Le parquet de la République près du tribunal de Dar El Beida a annoncé, samedi 3 mai 2025, l’ouverture d’une enquête préliminaire suite à la diffusion d’un extrait vidéo sur les réseaux sociaux, montrant un entretien télévisé entre une journaliste de la chaîne “Sky News Arabia” et l’individu nommé Mohamed Amine Belghit. Il a décidé de placer le concerné en détention provisoire.
Dans une lettre ouverte adressée au président Tebboune, en sa qualité de premier magistrat du pays, Bengrina sans évoquer les raisons ayant conduit à l’incarcération de Belghit, a indiqué que sa demande de grâce ne vise pas à remettre en cause les décisions de la justice algérienne.
« Certes, nous ne remettons pas en cause les décisions de la justice algérienne une fois qu’elles sont rendues, mais nous plaçons notre confiance dans le premier magistrat du pays et notre espoir dans la sagesse de notre frère, le président de la République, pour faire échec à ceux qui cherchent à exploiter la crise. Car nous sommes convaincus qu’un fils patriote, descendant de martyrs, comme le docteur Amine Belghait, trouvera grâce à vos yeux grâce à son patriotisme », a-t-il écrit.
Pour justifier sa demande de grâce, Bengrina a évoqué des « complots visant des pays émergents comme le nôtre, attachés à leurs constantes nationales, à la souveraineté de leurs décisions, à la corde solide de Dieu, à la force de leur peuple digne et à la solidité de leur tissu social uni ».
Mohamed El Amine Belghait avait, le 1er mai courant, tenu des propos sur la question amazighe lors d’une intervention sur la chaîne Sky News Arabia, suscitant une large indignation.

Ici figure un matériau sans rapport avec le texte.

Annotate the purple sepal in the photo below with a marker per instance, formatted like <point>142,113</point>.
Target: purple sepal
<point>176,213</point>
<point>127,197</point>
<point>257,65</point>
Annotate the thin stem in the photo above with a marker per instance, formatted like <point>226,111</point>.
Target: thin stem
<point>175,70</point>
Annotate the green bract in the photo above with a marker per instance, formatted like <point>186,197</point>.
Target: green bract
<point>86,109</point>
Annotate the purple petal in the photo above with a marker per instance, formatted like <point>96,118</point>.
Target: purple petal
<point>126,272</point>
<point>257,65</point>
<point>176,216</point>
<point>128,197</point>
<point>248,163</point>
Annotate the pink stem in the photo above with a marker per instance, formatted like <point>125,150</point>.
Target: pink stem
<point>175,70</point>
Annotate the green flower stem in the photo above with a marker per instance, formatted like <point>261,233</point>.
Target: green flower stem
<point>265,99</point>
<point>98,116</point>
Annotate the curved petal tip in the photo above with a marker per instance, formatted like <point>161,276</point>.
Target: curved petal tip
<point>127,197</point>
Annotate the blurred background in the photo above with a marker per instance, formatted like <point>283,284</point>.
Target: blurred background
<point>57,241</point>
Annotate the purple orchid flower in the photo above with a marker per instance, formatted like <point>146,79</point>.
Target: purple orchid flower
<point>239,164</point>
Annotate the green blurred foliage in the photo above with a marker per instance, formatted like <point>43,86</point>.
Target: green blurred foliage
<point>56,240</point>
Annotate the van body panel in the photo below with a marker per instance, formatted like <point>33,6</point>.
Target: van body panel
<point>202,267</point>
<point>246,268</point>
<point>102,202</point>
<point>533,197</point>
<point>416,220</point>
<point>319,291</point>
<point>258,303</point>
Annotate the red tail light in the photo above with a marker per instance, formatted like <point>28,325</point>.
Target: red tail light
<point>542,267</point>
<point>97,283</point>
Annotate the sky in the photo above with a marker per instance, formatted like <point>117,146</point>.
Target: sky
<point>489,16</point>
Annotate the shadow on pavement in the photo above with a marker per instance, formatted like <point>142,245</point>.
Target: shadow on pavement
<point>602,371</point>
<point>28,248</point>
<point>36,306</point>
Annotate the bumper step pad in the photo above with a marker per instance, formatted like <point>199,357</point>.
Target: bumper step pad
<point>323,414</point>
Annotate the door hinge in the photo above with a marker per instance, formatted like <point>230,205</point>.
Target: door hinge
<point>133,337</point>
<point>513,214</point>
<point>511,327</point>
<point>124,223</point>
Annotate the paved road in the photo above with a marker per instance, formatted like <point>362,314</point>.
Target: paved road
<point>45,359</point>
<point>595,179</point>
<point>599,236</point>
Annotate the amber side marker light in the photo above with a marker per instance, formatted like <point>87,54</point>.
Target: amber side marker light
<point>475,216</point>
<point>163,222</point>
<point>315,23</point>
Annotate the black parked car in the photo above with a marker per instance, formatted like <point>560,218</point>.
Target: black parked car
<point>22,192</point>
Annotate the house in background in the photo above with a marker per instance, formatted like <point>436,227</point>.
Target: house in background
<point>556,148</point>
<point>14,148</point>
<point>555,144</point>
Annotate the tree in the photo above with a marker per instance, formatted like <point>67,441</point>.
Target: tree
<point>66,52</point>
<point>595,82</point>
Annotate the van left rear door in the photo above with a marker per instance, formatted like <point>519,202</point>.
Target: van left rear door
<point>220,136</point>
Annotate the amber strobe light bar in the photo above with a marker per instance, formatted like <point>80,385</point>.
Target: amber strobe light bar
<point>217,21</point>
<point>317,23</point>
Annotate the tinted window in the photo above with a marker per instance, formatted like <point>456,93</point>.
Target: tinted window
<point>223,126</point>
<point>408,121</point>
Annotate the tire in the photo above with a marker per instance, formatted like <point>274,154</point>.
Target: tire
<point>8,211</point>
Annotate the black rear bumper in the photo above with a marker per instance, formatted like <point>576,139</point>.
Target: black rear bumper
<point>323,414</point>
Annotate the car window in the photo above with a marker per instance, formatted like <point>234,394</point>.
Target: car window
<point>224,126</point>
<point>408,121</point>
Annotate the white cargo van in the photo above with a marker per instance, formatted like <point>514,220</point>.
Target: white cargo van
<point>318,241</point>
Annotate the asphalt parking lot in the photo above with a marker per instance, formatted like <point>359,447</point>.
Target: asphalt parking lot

Il a ensuite fait l’objet de poursuites judiciaires, avec l’ouverture d’une enquête à son encontre et l’inculpation pour les chefs suivants : « crime consistant à commettre un acte portant atteinte à l’unité nationale par une action visant les symboles de la nation et de la République », ainsi que les délits « d’atteinte à l’intégrité du territoire national » et de « diffusion de discours de haine et de discrimination via les technologies de l’information et de la communication ».